Nel Paese ci sono ancora 180mila madre-lingua. Il caso Brooklyn e le profonde influenze sull'inglese

Negli anni precedenti la seconda guerra mondiale tra i 13 e i 17 milioni di persone in Europa e America parlavano l'yiddish come lingua madre. Oggi si calcola che ne siano rimaste meno di un milione. Per questo l'Unesco ha inserito l'antica lingua delle comunità ebraiche centro-europee nell'elenco degli idiomi in via di estinzione. In yiddish si esprimeva circa l'85% degli ebrei uccisi nei campi di concentramento nazisti, ma il lento prosciugarsi è continuato anche dopo la Shoah, con l'assimilazione in Occidente e l'emigrazione in Israele, dove, salvo alcuni quartieri di Gerusalemme e centri come Bnei Brak, l'yiddish è praticamente scomparso a favore dell'ebraico moderno.

La lingua in sè è qualche cosa di unico: nata nelle comunità della Germania medioevale, nella zona renana, cuore dell'antica Ashkenaz, nome ebraico dell'Europa centrale e della Germania (da cui il termine askenazita), si è subito arricchita di termini semitici, utilizzati nell'ebraico e nell'aramaico delle Sacre scritture. Alle due radici (quella germanica pesa per circa il 70%) si sono aggiunte le influenze slave, mano a mano che la popolazione ebraica medievale cercava spazio e sopravvivenza nelle terre dell'Europa Orientale, Russia e Polonia soprattutto.

A partire dalla seconda metà dell'Ottocento l'emigrazione da quelle zone verso gli Stati Uniti ha creato una nuova area di diffusione. Gran parte degli ebrei orientali arrivati in America in quel periodo finiva per assestarsi nella zona di New York e nel 1915 il giornale in yiddish pubblicato in città, Forverts (oggi esiste ancora online con il nome inglese di Forward) vendeva più copie del New York Times di allora.

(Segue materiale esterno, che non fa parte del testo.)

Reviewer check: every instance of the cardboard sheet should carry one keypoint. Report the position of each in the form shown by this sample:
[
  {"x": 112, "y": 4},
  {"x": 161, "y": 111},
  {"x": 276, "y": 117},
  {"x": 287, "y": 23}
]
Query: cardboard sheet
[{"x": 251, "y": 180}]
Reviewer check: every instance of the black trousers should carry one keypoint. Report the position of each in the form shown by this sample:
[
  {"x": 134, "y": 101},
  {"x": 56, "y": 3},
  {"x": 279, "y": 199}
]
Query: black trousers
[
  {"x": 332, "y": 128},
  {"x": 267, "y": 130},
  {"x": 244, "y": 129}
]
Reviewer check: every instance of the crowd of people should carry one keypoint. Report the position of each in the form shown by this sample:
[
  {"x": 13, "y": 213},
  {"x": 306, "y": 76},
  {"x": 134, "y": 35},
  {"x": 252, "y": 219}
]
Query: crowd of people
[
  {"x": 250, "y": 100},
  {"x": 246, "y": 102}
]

Secondo il censimento del 2010 negli Usa ci cono ancora 178mila persone che dichiarano di parlare yiddish in casa (113mila vivono nell'area di New York, in particolare a Williamsburg, la zona di Brooklyn dove la serie Unorthodox è ambientata). Ma l'importanza di una lingua non è solo questione di numeri. Un premio Nobel, Isaac Bashevis Singer (premiato nel 1978 e morto nel 1991, nato in Polonia e naturalizzato americano) scriveva in yiddish. Un altro, Saul Bellow (canadese diventato poi statunitense), era bilingue e ha tradotto in inglese libri di Singer come «Gimpel l'idiota». Un altro autore notissimo, Isaac Asimov, tra i re della fantascienza (emigrato negli Usa con la famiglia dalla regione russa di Smolensk), ha sempre scritto in inglese ma è cresciuto parlando yiddish. L'influenza dello slang newyorkese, ricco di termini ebraici, ripresi molto spesso da scrittori come Woody Allen, ha poi innestato molti termini della lingua degli ebrei orientali nell'inglese «ufficiale».

Il termine bagel (la ciambella rotonda per cui gli americani vanno matti) arriva dall'yiddish. Leggendo un giornale americano capita spesso di incontrare termini come «chutzpah» (faccia tosta) o come «mensch» (una brava persona). Molti tra gli insulti che si ascoltano nei film made in Usa arrivano dai vecchi ghetti: «schmuck», idiota, o, peggio, «schlong», l'organo sessuale maschile.

In qualche caso l'yiddish fa capolino anche in espressioni usate in italiano. Un solo esempio: il Golem, essere mostruoso plasmato nell'argilla, antenato di Frankenstein, protagonista di innumerevoli trattazioni fantastiche, ha le sue origini nelle leggende del folklore ebraico medievale e dalla letteratura in yiddish.